For Congress to confront cybersecurity, reps push to ramp up cyber literacy
A bipartisan pair of House lawmakers on Tuesday pushed for support in enhancing literacy when it comes to cybersecurity, expressing urgency on the matter before the U.S. experiences a “doomsday”-like attack.
As the expected incoming chair of the House Energy and Commerce Committee, Rep. Cathy McMorris Rodgers (R-Wash.) said the issue would be a top focus in the next Congress when the GOP will have the majority.
“We need to do more education, have some hearings around what the growing threat around cyberattacks are,” Rodgers told The Hill’s Contributing Editor Steve Clemons at the Risk to Reliance event held at the Bipartisan Policy Center.

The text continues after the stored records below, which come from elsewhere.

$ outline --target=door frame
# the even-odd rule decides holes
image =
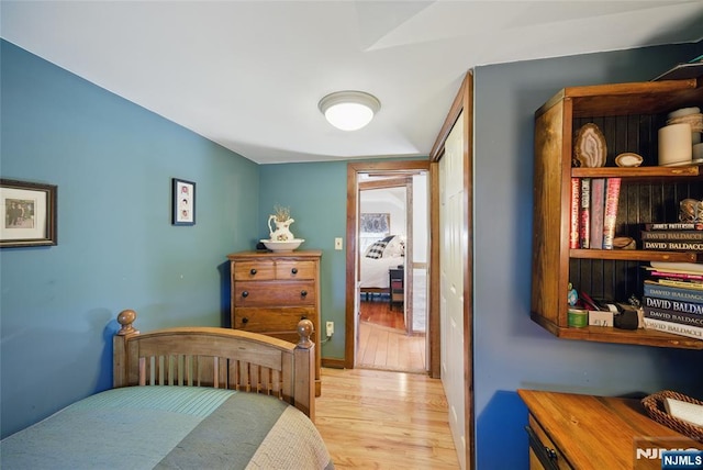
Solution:
[[[454,127],[459,114],[464,113],[464,190],[466,199],[465,214],[466,223],[464,233],[466,234],[466,259],[464,264],[464,378],[466,381],[464,393],[465,407],[465,436],[466,436],[466,466],[473,469],[476,466],[476,439],[475,439],[475,398],[473,398],[473,72],[469,70],[459,87],[451,108],[447,113],[447,118],[439,130],[437,139],[429,153],[429,159],[433,166],[438,165],[439,159],[444,156],[444,144]],[[438,179],[438,171],[435,171]],[[433,181],[433,187],[437,192],[433,192],[433,214],[439,213],[438,190],[439,182]],[[439,221],[433,219],[433,238],[438,237]],[[438,256],[433,253],[433,256]],[[438,258],[435,258],[438,259]],[[437,280],[437,288],[439,283]],[[436,292],[438,301],[438,292]],[[438,305],[437,305],[438,309]],[[437,310],[438,311],[438,310]]]
[[[427,171],[429,182],[429,266],[428,266],[428,282],[429,282],[429,299],[427,300],[427,325],[428,325],[428,357],[427,365],[429,366],[429,373],[432,377],[439,376],[439,312],[435,311],[434,304],[436,303],[432,299],[432,293],[436,292],[434,286],[438,286],[438,275],[433,269],[434,266],[434,248],[433,248],[433,231],[434,231],[434,193],[436,189],[433,187],[435,177],[433,176],[433,167],[429,160],[393,160],[393,161],[367,161],[367,163],[350,163],[347,164],[347,253],[346,253],[346,316],[345,316],[345,351],[344,351],[344,367],[347,369],[354,369],[356,365],[356,338],[358,335],[358,322],[356,321],[356,282],[357,282],[357,221],[359,209],[359,188],[358,188],[358,175],[361,172],[375,172],[397,171],[399,176],[403,172],[413,170]],[[436,373],[436,376],[435,376]]]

She said that such attacks are impacting a variety of different industries, increasing the need for dialogue with experts on the matter.

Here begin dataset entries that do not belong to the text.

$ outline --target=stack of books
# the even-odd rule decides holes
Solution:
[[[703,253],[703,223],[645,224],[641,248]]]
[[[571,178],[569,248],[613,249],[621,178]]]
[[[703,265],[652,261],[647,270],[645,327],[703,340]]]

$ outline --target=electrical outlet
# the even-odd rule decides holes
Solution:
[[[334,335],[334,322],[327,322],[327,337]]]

“I believe that it is important that we address it sector by sector where the experts, those who are on the front lines, have the opportunity to come in and tell us what they’re experiencing,” Rodgers said. “It is our future.”

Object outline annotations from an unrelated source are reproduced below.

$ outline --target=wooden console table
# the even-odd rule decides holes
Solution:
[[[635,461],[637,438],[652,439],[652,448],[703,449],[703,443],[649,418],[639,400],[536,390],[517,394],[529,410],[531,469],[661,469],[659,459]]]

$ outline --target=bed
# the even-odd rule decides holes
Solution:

Rep. Jim Himes (R-Conn.), meanwhile, echoed similar sentiments, saying that conversations around certain issues surrounding cybersecurity would have elicited intense reactions when he entered Congress over a decade ago.
“I came to Congress in ‘09 when the word ‘cyber’ would elicit the same confusion that crypto asset token elicits today,” Himes said.
Himes said he believes it will take another ransomware attack such as the one that hit the largest fuel pipeline in the country, Colonial Pipelines last summer, to cement the need for increased understanding on this issue in Congress.
“Sadly, it’s going to take another Colonial Pipelines or worse to create the urgency which will solve the literacy problem,” Himes said.
Himes said that the United States did not learn enough from the attacks, as it is essential that officials further prepare and educate themselves on potential “doomsday” attacks.
“We don’t, on average, have 150 IQs, we are representative of the people. My point is, we’re not experts, right,” he said.